About the Author: Kalpita is a Bachelor in English Literature. Her ultimate goal is to fulfill the romantic notion of changing the world for better and she is pursuing MA in Development from Azim Premji University, Bangalore.

சாதியும் நானும் – Caste and I

“Caste haunts you in the food that you eat. It might offer a moment of solace through community support. It might even offer you a god but there are more disadvantages to it”, says Ambai (C.S.Lakshmi) who has translated the Perumal Murugan’s ‘சாதியும் நானும்’ into English. The book is titled, “Caste and I” which was also the subject of discussion of conversation between Ambai, Perumal Murugan and the publisher Kannan Sundaram.

The book is an anthology of 32 essays written by people from 20 different castes. The original version in Tamil was released during the 50th meeting of Koodu in Namakkal. The contributors of these articles were not mainstream writers but students and other acquaintances of Perumal Murugan who have either been victims of casteism or have not had the courage to give up on casteism.
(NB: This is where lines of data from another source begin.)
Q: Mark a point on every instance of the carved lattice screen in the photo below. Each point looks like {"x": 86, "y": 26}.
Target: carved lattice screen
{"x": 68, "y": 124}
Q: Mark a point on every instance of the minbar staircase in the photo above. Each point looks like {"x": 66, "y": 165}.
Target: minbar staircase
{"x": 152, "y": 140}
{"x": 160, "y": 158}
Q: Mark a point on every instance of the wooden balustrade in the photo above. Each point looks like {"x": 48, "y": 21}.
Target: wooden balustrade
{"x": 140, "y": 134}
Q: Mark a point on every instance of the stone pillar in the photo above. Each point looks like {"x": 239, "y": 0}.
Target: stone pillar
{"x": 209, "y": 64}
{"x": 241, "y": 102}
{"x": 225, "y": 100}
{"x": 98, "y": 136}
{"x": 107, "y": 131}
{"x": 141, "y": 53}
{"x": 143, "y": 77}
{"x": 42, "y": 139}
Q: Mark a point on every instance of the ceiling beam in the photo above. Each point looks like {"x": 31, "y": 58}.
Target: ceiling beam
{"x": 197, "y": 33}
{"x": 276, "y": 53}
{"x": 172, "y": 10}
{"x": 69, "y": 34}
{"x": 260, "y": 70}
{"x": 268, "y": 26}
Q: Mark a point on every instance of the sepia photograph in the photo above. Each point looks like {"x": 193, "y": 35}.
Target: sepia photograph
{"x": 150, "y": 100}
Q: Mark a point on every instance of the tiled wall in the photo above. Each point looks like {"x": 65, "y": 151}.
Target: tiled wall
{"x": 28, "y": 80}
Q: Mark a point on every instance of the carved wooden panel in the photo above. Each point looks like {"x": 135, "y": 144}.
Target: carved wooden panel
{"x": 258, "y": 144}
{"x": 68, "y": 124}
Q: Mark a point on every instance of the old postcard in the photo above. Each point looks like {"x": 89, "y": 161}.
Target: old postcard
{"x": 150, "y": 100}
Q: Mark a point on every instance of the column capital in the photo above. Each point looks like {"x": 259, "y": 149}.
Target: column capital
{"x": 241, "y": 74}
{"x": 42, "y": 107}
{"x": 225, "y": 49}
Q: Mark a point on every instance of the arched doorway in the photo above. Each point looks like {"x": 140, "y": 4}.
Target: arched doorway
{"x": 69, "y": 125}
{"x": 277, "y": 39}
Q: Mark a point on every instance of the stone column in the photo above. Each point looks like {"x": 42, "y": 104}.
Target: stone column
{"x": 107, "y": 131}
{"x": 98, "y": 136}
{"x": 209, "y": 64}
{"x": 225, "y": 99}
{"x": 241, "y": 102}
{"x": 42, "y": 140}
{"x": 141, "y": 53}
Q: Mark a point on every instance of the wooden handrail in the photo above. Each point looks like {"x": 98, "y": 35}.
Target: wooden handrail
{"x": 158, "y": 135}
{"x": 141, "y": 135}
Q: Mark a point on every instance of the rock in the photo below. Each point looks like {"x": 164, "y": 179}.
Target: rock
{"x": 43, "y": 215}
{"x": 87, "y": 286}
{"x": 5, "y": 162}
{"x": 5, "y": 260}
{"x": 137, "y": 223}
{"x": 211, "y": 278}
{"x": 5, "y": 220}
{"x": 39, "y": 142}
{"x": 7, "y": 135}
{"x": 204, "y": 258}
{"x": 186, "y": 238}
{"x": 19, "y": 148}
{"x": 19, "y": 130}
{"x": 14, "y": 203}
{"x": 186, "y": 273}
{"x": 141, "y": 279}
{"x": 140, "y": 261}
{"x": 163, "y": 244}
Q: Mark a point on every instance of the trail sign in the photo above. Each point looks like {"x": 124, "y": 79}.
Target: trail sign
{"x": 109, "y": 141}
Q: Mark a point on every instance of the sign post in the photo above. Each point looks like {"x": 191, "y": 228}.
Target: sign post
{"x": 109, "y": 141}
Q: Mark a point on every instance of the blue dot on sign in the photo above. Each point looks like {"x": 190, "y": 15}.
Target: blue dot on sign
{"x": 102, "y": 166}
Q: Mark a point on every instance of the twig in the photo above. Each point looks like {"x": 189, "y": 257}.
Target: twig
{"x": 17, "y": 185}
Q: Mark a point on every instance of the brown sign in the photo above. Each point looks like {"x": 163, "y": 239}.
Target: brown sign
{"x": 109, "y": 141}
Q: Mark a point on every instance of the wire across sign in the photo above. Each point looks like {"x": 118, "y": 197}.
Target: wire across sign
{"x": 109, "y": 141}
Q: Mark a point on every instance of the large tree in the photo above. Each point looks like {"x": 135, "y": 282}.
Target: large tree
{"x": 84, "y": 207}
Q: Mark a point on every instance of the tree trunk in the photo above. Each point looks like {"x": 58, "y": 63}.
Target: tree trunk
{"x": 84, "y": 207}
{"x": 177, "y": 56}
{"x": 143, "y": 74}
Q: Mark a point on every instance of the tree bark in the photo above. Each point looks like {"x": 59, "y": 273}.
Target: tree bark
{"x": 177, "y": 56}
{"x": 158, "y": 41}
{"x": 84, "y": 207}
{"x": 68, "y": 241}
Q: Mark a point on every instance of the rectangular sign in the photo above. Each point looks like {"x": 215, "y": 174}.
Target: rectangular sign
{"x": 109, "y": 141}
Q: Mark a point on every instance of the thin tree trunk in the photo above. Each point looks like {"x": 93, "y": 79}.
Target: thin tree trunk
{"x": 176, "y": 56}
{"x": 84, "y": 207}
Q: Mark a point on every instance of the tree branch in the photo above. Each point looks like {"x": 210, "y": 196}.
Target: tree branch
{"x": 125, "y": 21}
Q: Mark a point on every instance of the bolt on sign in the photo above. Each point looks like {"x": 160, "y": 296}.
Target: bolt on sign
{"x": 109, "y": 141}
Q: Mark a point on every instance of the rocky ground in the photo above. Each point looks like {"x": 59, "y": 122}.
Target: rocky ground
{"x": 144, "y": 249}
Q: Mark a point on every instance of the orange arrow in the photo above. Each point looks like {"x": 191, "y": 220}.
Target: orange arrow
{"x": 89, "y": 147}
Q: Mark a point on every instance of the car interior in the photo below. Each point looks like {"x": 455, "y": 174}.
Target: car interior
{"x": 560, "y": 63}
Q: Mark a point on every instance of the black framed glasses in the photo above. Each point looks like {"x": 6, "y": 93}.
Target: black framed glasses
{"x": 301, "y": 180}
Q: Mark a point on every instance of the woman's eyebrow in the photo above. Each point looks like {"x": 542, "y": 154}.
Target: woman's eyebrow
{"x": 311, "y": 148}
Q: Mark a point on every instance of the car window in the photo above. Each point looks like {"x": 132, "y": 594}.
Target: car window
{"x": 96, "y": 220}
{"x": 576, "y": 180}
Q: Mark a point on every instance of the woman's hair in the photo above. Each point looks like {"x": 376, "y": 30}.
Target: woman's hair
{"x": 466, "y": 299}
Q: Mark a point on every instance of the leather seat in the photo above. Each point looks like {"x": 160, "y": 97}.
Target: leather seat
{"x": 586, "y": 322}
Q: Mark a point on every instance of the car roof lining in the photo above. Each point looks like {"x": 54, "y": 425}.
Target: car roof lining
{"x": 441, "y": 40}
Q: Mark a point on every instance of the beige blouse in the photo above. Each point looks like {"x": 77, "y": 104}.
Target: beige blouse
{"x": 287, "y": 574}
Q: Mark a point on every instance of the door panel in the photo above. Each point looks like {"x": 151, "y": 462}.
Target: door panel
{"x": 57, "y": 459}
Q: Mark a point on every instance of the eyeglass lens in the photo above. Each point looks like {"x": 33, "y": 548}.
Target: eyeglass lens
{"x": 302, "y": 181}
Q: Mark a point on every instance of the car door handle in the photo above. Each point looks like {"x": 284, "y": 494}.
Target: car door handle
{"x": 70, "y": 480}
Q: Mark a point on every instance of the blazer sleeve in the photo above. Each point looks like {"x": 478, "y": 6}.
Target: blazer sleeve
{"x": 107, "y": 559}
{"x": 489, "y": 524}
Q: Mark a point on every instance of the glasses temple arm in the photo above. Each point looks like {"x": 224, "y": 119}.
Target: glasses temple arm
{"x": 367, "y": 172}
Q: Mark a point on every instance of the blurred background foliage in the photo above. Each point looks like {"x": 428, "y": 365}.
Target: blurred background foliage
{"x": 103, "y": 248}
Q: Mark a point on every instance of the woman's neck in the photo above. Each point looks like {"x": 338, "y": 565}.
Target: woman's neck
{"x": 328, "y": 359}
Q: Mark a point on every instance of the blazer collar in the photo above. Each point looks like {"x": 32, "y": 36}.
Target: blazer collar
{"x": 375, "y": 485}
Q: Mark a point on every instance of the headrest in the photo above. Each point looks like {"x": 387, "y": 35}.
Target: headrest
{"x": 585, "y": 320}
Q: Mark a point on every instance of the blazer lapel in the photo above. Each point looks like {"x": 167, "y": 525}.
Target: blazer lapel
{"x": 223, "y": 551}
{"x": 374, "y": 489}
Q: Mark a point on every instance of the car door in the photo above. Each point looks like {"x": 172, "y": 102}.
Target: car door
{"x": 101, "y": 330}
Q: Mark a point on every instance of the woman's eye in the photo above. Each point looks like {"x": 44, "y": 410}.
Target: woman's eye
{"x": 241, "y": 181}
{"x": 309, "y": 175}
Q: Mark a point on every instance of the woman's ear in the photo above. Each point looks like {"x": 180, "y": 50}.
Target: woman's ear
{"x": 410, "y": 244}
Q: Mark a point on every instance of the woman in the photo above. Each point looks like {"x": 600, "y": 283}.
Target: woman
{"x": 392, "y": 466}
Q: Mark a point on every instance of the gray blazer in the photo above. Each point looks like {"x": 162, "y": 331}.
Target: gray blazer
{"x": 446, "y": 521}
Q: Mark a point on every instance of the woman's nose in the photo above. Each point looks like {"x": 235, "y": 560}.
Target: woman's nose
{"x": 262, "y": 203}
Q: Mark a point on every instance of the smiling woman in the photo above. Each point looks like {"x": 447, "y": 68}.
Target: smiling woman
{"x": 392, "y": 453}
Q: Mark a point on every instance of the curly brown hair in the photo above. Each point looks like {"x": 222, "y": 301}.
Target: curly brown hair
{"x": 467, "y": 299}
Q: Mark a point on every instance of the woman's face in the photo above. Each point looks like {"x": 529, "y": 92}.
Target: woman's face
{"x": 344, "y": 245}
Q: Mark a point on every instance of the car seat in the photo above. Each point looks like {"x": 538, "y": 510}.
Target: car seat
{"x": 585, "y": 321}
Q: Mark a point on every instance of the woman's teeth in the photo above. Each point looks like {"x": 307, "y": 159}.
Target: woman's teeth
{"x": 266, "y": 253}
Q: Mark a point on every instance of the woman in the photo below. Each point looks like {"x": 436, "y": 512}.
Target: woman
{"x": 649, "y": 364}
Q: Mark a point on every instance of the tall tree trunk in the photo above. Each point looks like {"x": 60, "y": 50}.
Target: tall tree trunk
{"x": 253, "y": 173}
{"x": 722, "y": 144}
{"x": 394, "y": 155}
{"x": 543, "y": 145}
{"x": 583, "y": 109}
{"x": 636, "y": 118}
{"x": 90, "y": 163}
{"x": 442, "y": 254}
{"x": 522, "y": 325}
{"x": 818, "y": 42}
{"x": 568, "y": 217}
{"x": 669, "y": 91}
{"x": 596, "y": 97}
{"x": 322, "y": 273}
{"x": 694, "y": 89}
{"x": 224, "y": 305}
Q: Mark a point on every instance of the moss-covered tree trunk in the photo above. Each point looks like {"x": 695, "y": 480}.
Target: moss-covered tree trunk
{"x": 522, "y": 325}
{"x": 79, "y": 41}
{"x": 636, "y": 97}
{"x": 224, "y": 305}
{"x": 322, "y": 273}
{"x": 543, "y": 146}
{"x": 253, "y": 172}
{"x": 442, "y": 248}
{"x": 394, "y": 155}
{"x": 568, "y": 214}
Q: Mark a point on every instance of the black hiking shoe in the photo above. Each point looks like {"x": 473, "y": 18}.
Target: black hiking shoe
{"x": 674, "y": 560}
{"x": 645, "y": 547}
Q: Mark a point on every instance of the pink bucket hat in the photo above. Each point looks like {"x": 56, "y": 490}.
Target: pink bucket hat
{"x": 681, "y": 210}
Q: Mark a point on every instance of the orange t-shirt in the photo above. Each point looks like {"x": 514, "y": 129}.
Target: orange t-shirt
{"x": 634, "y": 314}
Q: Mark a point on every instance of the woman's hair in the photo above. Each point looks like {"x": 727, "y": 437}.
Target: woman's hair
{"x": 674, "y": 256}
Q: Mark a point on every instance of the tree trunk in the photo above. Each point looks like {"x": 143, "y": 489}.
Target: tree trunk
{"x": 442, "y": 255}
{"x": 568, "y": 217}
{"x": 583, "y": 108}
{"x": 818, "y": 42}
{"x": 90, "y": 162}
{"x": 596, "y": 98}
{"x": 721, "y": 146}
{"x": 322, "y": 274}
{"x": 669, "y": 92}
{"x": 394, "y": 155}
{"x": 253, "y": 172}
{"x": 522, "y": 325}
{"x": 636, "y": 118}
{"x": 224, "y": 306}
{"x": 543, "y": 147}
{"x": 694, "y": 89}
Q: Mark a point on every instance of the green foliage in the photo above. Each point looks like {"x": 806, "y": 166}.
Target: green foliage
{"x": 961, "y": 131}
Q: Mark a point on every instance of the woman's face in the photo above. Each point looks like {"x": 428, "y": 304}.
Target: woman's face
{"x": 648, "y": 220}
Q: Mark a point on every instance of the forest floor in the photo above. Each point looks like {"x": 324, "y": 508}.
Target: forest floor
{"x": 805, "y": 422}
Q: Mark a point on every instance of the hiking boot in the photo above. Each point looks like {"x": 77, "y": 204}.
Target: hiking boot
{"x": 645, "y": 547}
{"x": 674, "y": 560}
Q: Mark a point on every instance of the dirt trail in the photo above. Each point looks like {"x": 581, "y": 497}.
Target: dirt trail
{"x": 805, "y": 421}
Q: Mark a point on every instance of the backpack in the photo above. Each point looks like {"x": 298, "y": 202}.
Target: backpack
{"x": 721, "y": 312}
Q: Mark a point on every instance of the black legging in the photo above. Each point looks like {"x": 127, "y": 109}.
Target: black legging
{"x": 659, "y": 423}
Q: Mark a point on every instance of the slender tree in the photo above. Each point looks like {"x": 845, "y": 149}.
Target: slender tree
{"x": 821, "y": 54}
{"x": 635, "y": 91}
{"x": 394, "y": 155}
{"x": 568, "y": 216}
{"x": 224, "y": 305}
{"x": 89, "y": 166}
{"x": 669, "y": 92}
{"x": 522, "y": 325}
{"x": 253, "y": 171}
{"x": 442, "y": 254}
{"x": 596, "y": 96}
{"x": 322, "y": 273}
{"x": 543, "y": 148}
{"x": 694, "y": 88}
The articles were personal experiences of these contributors.

Ambai talks about the various intriguing tales from the book which affected her greatly.
– A young boy from the lower caste who was not allowed to sit in the swirling chair of a salon because the hairdresser was afraid that his customers from upper caste will shun his salon for letting a lower caste boy sit on it.
– A dying patient who asked his doctor for his caste.
– A student who was mockingly called Rajiv Gandhi by his friends because he was provided with the Rajiv Gandhi scholarship for scheduled caste.
– A child from the lower caste who was given black coffee in a coconut shell because the dominant caste believed that serving milk to the lower caste would dry up the cow.

Ambai recollects how the courtesy of offering water to a guest when you enter a household in the rural Tamil Nadu was a subtle way of enquiring about her caste. Not just the rural area, even in the urban set up there indeed are people who refuse to rent out houses to Muslims and Dalits, added Murugan.

Perumal Murugan while talking about the book and the experiences that affected him says, it wasn’t an easy task to put the book together. People were hesitant to talk openly about caste and how it played out in their lives. But when they spoke about it eventually their worst fears came true. Some of them lost friends and relative severed ties with them. However, there were also good things that came out of it. When a friend from the upper caste wrote about how he could not bring his friends home because his family was against it and how small he felt about it, their friendship only got stronger. Some of them could take off their chest, the pain, humiliation and guilt that they had carried forever, by writing about it.

Perumal also talks about two essays that he wrote when his mother passed away. In one of the essays, he talks about his relationship with his mother and how she herself was a casteist. His mother did not approve of his marriage initially since it was an inter-caste marriage but did come to love her daughter in law later. But what shocked him the most was that even when her memory was slipping due to Parkinson’s disease she did not approve of the Dalit girl who was attending to her. Casteism is so deeply ingrained the blood of our people and we continue to pretend as if it does not matter. Ambai has translated these two articles into English and they were published in Sparrow.

He also remarks how even today there are different burial grounds and cemetery for different castes in the villages of Tamilnadu and how his mother insisted that he pay taxes to multiple villages to ensure she gets a burial ground. He also humorously adds that when his mother passed away it was the electric cemetery came to his rescue. When people ask him about where he has kept (buried) his mother, he continues to points to his heart.